Indeed, doughnut shops served about 150 million more people in 2004 than in the previous year, according to food-industry surveys.
“It’s not a big mystery,” says Sally Levitt Steinberg, author of The Donut Book: The Whole Story in Words, Pictures & Outrageous Tales (Storey Publishing, $14.95). “Everybody likes sweet, fried cakes.” Blame the country’s obsession on Steinberg’s grandfather, Adolph Levitt, aka the Doughnut King, who invented the doughnut machine after he started frying cakes in a pot in Harlem. “Everybody has a doughnut story, about the first or the best doughnut they ever ate,” Steinberg says, explaining why she wrote the book. “You don’t find this kind of commitment to, say, lemon meringue pie.” Here, she demystifies the doughnut as she chews the fat with USA TODAY.
Q: What is the enduring appeal of doughnuts?
A: The answer is not in their taste; it’s about their shape. The circle is so universal, and the doughnut is very appealing physically and metaphorically. Of course, there are doughnuts that are not shaped in circles, and fritters are really doughnuts, but we don’t categorize them like doughnuts. The doughnut is in a class by itself; it transcends mere food appeal.
Q: Can you explain the increase in consumption at a time when many people are trying to eat healthier and decrease their fat and carb intake? Why is the doughnut impervious to diets?
A: Doughnuts represent a timeout from dietary considerations. They are not a staple; they’re a treat. And sometimes, diet or not, you just have to have a doughnut.
Q: Do doughnut machines produce better doughnuts than those made by hand?
A: No, not better, but a doughnut machine is more efficient in terms of standardization of doughnuts produced and quantity. My grandfather could not make enough by hand, so he figured out a way to mass-produce them. Still, the best-tasting doughnuts are handmade. And the hot ones are the big things now. Fried stuff, especially dough, is good hot because the fat becomes heavy (when cold).

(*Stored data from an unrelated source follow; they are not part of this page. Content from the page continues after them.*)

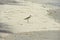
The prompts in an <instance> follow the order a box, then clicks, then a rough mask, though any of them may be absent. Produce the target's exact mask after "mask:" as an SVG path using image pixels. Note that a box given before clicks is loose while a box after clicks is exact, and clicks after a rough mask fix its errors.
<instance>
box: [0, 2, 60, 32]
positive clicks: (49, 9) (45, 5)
mask: <svg viewBox="0 0 60 40" xmlns="http://www.w3.org/2000/svg"><path fill="white" fill-rule="evenodd" d="M23 5H25V6H20V5H18V6H16V5H0V19H1V20H0V22H2V23H6V24H8V25H10V26H9V28H11V31H12V32H14V33H20V32H29V31H41V30H59V29H60V25H59V24H58V23H56V22H55V20H54V19H51V18H49V15H48V13H49V12H48V11H47V10H52V9H54V10H56V9H58V7H55V6H52V5H44V4H36V3H32V2H25V3H24V4H23ZM29 15H32V17H31V18H30V19H29V22H27V20H24V18H26V17H28V16H29Z"/></svg>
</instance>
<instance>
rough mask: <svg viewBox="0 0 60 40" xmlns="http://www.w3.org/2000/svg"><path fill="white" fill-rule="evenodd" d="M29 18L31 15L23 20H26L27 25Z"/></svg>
mask: <svg viewBox="0 0 60 40" xmlns="http://www.w3.org/2000/svg"><path fill="white" fill-rule="evenodd" d="M30 18H31V15H29V16H28V17H26V18H24V20H27V22H28V23H29V19H30Z"/></svg>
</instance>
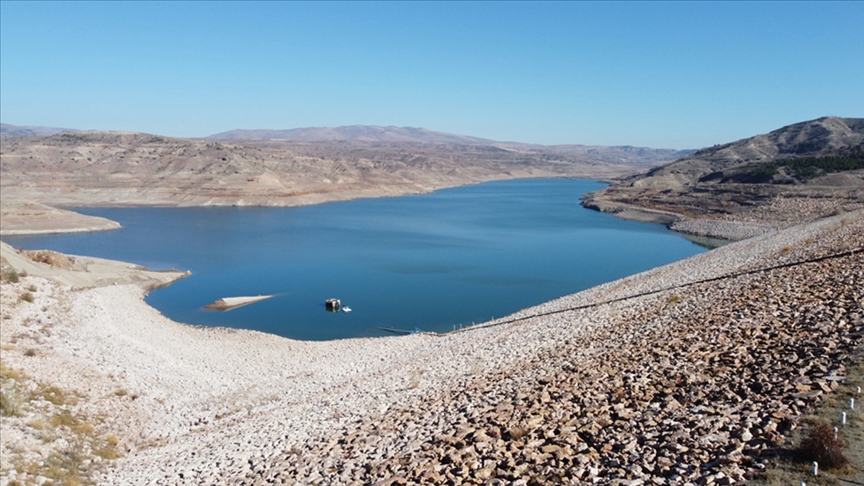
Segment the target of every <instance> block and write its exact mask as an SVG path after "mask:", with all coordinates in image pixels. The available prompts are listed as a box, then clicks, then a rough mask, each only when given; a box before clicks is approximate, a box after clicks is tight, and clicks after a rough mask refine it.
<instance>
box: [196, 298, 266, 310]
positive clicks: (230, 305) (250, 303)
mask: <svg viewBox="0 0 864 486" xmlns="http://www.w3.org/2000/svg"><path fill="white" fill-rule="evenodd" d="M270 297H273V296H272V295H256V296H254V297H251V296H250V297H223V298H221V299H219V300H217V301H215V302H212V303H210V304H207V305H205V306H204V308H205V309H215V310H221V311H229V310H232V309H236V308H238V307H243V306H244V305H249V304H253V303H255V302H259V301H262V300H265V299H269V298H270Z"/></svg>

Q: Can home bakers buy doughnut machines?
A: Yes, there is a company called Lil’ Orbits (lilorbits.com), which offers home doughnut-making equipment such as fryers and cutters that can be used with the machine that mixes the mix, cuts the dough and the hole, drops the doughnut in oil, fries it, then places it on a conveyor belt.

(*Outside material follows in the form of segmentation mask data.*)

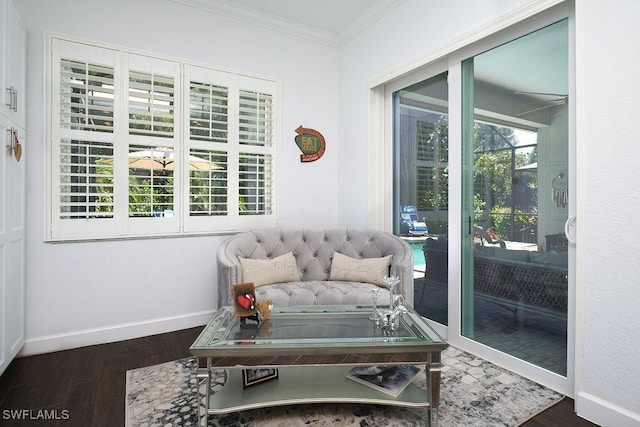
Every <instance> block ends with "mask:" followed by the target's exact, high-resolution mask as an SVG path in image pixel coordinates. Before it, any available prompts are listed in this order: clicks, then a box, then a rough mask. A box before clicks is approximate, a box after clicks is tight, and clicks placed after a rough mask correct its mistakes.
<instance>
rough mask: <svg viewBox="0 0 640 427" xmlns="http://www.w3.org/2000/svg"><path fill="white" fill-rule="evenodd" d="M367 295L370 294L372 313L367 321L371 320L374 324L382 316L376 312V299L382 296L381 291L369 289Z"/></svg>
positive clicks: (369, 316) (378, 321)
mask: <svg viewBox="0 0 640 427" xmlns="http://www.w3.org/2000/svg"><path fill="white" fill-rule="evenodd" d="M369 293H370V294H371V302H372V305H373V311H372V313H371V314H370V315H369V320H373V321H374V322H379V321H380V319H381V318H382V316H381V315H380V312H379V311H378V297H379V296H380V295H381V294H382V289H380V288H373V289H369Z"/></svg>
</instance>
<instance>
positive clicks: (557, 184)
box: [551, 173, 569, 208]
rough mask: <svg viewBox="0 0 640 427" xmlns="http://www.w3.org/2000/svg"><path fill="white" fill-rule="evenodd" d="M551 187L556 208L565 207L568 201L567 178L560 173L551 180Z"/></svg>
mask: <svg viewBox="0 0 640 427" xmlns="http://www.w3.org/2000/svg"><path fill="white" fill-rule="evenodd" d="M551 187H553V201H554V202H556V206H557V207H559V208H564V207H565V206H567V201H568V200H569V178H567V177H566V176H565V175H564V174H562V173H561V174H560V175H558V176H556V177H555V178H553V181H551Z"/></svg>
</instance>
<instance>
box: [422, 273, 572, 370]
mask: <svg viewBox="0 0 640 427" xmlns="http://www.w3.org/2000/svg"><path fill="white" fill-rule="evenodd" d="M414 284H415V303H414V305H415V309H416V311H417V312H418V313H420V314H421V315H422V316H424V317H426V318H429V319H432V320H435V321H437V322H438V323H442V324H446V318H447V288H446V286H441V285H437V284H431V283H430V284H429V285H428V286H426V287H425V288H424V297H423V296H422V292H423V284H422V279H421V278H417V279H415V280H414ZM474 305H475V322H474V324H475V337H474V339H475V340H476V341H478V342H481V343H483V344H486V345H488V346H491V347H493V348H496V349H498V350H500V351H502V352H505V353H508V354H511V355H513V356H516V357H518V358H520V359H522V360H525V361H528V362H531V363H533V364H535V365H537V366H540V367H542V368H545V369H548V370H550V371H552V372H555V373H558V374H560V375H566V372H567V364H566V360H567V345H566V344H567V322H566V319H560V318H556V317H552V316H546V315H544V314H540V313H536V312H532V311H526V310H519V311H518V312H517V313H516V315H514V313H513V312H512V311H510V310H508V309H506V308H504V307H501V306H499V305H497V304H495V303H492V302H487V301H485V300H480V299H477V298H476V300H475V301H474Z"/></svg>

Q: You say in the book that doughnuts are very persnickety, needing perfect humidity and temperature for just-right rising and frying. How can home cooks ever hope to create them?
A: It’s really so hard, I don’t even do it. My kids and husband made them once, and it was a huge mess. Back in the old days on American prairies, women cooked and baked constantly and then did it so many times they got good at it. Frying doughnuts in vegetable oil is tricky (old-timers use lard) because the dough is so delicate yet it has to absorb so much.
Q: What is your favorite kind of doughnut in general?
A: I love a glazed raised (yeast) doughnut, provided it doesn’t have too much sugar in it. It’s easier to find good raised doughnuts. But if you can get a good cake doughnut, it’s an amazing and wonderful experience.
Q: There’s a lot of controversy about the origin of the doughnut’s hole. Is there a definitive answer?
A: There are many stories, and in the 1940s, a big debate erupted between two camps: Did a whaling captain stick a piece of dough on his ship’s wheel to create the hole? Or was it a Native American who shot a doughnut out of a pioneer woman’s hand? All I know is that the hole has been around for a long time, and there is evidence in paintings that round cakes with holes existed in Europe in the 17th century. In America, there has been a doughnut with a hole since the 19th century.